Tough choices await schools

The Baltimore Sun

Anne Arundel County schools Superintendent Kevin M. Maxwell and County Executive John R. Leopold said they will be working closely in the coming months to bridge their budgetary priorities, after the school board last week approved Maxwell's recommended $977.4 million operating budget and $213.8 million capital budget.

The budgets will be forwarded to Leopold, who has said it will be "nearly impossible" to fund them in full, citing a sharp decline in revenue and the worsening global financial crisis. Leopold will introduce his recommended county budget, which includes school funding, to the County Council in May. The Council must approve a final budget by June.

"I appreciate the open discussions we've had with the school system since the summer," Leopold said in a statement. "With this budget, the board and Dr. Maxwell are clearly seeking to do what's best for the children of Anne Arundel County. We will have to make some very hard decisions in the coming weeks and months, and fully funding this request will be nearly impossible. Dr. Maxwell and I have pledged, however, to continue this collaboration in order to craft the best budget we can."

The board gave broad support to Maxwell's recommended operating budget, approving it on an 8-to-1 vote at Wednesday's board meeting. The lone dissenting vote was board member Victor E. Berenson. The capital budget passed unanimously.

"I believe this budget request continues to move our school system forward while recognizing the tough economic climate which exists in our county, state and nation," said board president Enrique M. Melendez. "It allows us to fulfill our contractual obligations to employees and to enhance the quality of education we provide to all of our students every day."

Berenson said while the superintendent had made "considerable progress" in compiling a budget from previous administrations, "we're still not where we need to be."

Berenson said the $46.1 million funding increase in the requested operating budget this year is "a boatload of money." School officials point out it is the smallest budget increase in the past decade and would be used to fund union agreements and fixed costs such as utilities, health insurance premiums and debt service owed to the county.

Berenson also said he believes a concerted effort should be made to renegotiate the school system's union agreements in light of the dire economic situation. Maxwell has vowed to honor all negotiated agreements. The teachers' contract expires in June and negotiations have already begun. But the school system has contracts with three other unions, representing school administrators, secretaries and janitorial staff.

"My preference would be to negotiate with the unions right now," Berenson said. "I would not simply fund the last year of an already negotiated agreement."

About $1.7 million of the new funding would pay for the implementation of a STEM (Science Technology Engineering Mathematics) program at South River High School, the second year of the STEM program at North County High School and a performing and visual arts program at Bates Middle School.

An additional $1.8 million would be used to fund a student information system, which tracks attendance, students' grades and transcripts. School officials learned in September that the manufacturer of the system, which the school had contracted with for the past decade, was discontinuing its support programming for the system.
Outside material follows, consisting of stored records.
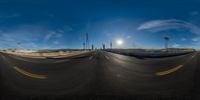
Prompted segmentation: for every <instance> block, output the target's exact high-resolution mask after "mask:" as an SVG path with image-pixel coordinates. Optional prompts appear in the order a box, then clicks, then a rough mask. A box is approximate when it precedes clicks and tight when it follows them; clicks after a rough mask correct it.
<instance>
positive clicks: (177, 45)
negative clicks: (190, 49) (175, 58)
mask: <svg viewBox="0 0 200 100" xmlns="http://www.w3.org/2000/svg"><path fill="white" fill-rule="evenodd" d="M172 47H173V48H178V47H180V44H177V43H174V44H173V45H172Z"/></svg>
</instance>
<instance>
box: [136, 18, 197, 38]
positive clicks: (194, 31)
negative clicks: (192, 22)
mask: <svg viewBox="0 0 200 100" xmlns="http://www.w3.org/2000/svg"><path fill="white" fill-rule="evenodd" d="M168 29H187V30H189V31H190V32H192V33H194V34H197V35H200V27H198V26H196V25H194V24H192V23H189V22H186V21H183V20H177V19H168V20H152V21H148V22H145V23H143V24H141V25H140V26H139V27H138V28H137V30H139V31H144V30H146V31H153V32H158V31H165V30H168Z"/></svg>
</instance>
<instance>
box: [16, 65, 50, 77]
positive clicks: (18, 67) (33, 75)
mask: <svg viewBox="0 0 200 100" xmlns="http://www.w3.org/2000/svg"><path fill="white" fill-rule="evenodd" d="M14 69H15V70H16V71H17V72H19V73H21V74H23V75H26V76H29V77H32V78H39V79H46V78H47V75H39V74H33V73H30V72H27V71H25V70H23V69H20V68H19V67H14Z"/></svg>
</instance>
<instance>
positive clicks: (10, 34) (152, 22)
mask: <svg viewBox="0 0 200 100" xmlns="http://www.w3.org/2000/svg"><path fill="white" fill-rule="evenodd" d="M199 5H200V1H195V0H187V1H186V0H165V1H164V0H162V1H161V0H0V41H1V42H0V48H2V49H4V48H6V49H7V48H16V43H17V42H20V43H21V46H20V48H21V49H55V48H82V44H83V42H84V41H85V33H86V32H88V33H89V39H90V44H94V45H95V47H97V48H99V47H101V45H102V43H105V44H106V46H109V43H110V42H111V41H112V42H113V45H114V47H116V48H135V47H136V48H163V42H164V41H163V36H165V35H168V36H169V37H170V42H169V45H170V47H193V48H199V45H200V28H199V27H200V23H199V22H200V6H199ZM117 39H123V40H124V44H123V45H122V46H117V45H116V44H115V42H116V40H117Z"/></svg>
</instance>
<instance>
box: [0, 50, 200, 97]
mask: <svg viewBox="0 0 200 100" xmlns="http://www.w3.org/2000/svg"><path fill="white" fill-rule="evenodd" d="M0 56H1V57H0V62H3V63H1V64H0V66H1V77H2V78H1V79H2V82H4V83H3V85H4V86H3V85H1V86H3V87H2V88H5V87H6V90H8V91H7V92H6V93H7V94H12V95H31V96H33V95H52V96H53V95H59V96H60V95H68V96H69V95H159V96H160V95H161V96H183V95H189V96H190V95H193V94H199V93H200V91H199V90H200V87H199V85H198V84H199V83H200V80H199V78H198V76H199V71H200V69H199V67H198V65H199V64H200V63H199V60H200V58H199V57H200V55H199V53H198V52H196V53H191V54H187V55H182V56H176V57H169V58H161V59H138V58H135V57H130V56H124V55H119V54H114V53H109V52H104V51H96V52H91V53H89V54H87V55H82V56H79V57H74V58H70V59H68V58H65V59H58V60H56V59H50V60H49V59H47V60H45V61H43V60H44V59H43V60H42V59H39V60H38V61H37V59H33V60H34V62H32V59H30V58H28V60H30V61H24V60H21V58H20V59H19V58H18V57H16V56H15V57H13V56H10V55H5V54H1V55H0ZM23 59H26V58H23ZM41 60H42V62H41ZM40 62H41V63H40ZM44 62H45V63H44ZM54 62H56V63H54ZM16 68H19V69H18V71H16ZM20 71H21V73H20ZM23 71H25V72H23ZM30 73H31V74H39V75H40V74H41V75H46V76H47V78H46V79H37V78H33V77H30ZM25 74H28V75H25ZM36 76H37V75H36Z"/></svg>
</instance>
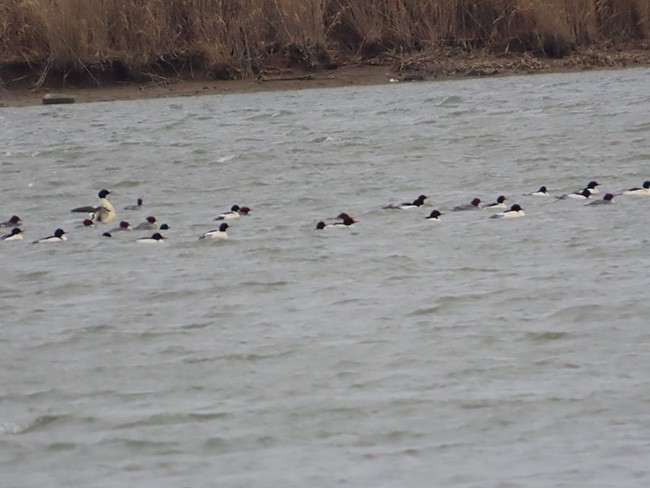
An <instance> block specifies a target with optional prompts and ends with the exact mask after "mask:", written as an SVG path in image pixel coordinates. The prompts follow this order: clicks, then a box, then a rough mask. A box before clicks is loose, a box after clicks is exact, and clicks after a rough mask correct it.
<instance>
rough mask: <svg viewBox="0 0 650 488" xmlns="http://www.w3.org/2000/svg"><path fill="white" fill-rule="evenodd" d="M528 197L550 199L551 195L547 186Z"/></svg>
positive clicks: (529, 194) (531, 194) (542, 188)
mask: <svg viewBox="0 0 650 488" xmlns="http://www.w3.org/2000/svg"><path fill="white" fill-rule="evenodd" d="M526 196H532V197H550V196H551V194H550V193H549V192H548V190H547V189H546V187H545V186H543V185H542V186H540V187H539V190H537V191H534V192H532V193H526Z"/></svg>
The capital budget contains $135 million for planning and construction projects at 17 schools, $10 million for all-day kindergarten and pre-kindergarten additions and $8 million to enclose open space classrooms.

School board member Eugene Peterson proposed an amendment to the capital budget to expedite Brock Bridge Elementary School's position on the waiting list for classroom enclosures, but it was largely panned by other board members as unfair to the other schools that are equally in need.

Administrators, parents, teachers and students at the Laurel school have mounted an aggressive campaign in recent months, showing up at nearly every school board meeting in red school T-shirts and pleading for walls in the open-space school in Peterson's district.

The school system has 34 "open space schools" and has prioritized enclosing the schools based on qualities such as infrastructure, technological readiness and capacity, said Alex L. Szachnowicz, the chief operating officer for county schools.

Peterson called the schools-sanctioned study that was used as a tool for the prioritization a "static document," and said since 2003 Brock Bridge has seen the highest percentage increase of students speaking English as a second language and the second-highest increase in students receiving free and reduced-price lunches countywide. He added that the school is also a cluster site for special education students and that it is likely to be receiving many students from the expected BRAC relocation.

"Demographics change, situations change," Peterson said.

The measure was defeated.

"I'm not saying that Brock Bridge doesn't have issues," said Maxwell, who echoed the concerns of many board members. "But these other schools have issues, too. I believe very strongly in this prioritization list that we have. I'm concerned about throwing out process to those with the squeakiest wheel or loudest voice."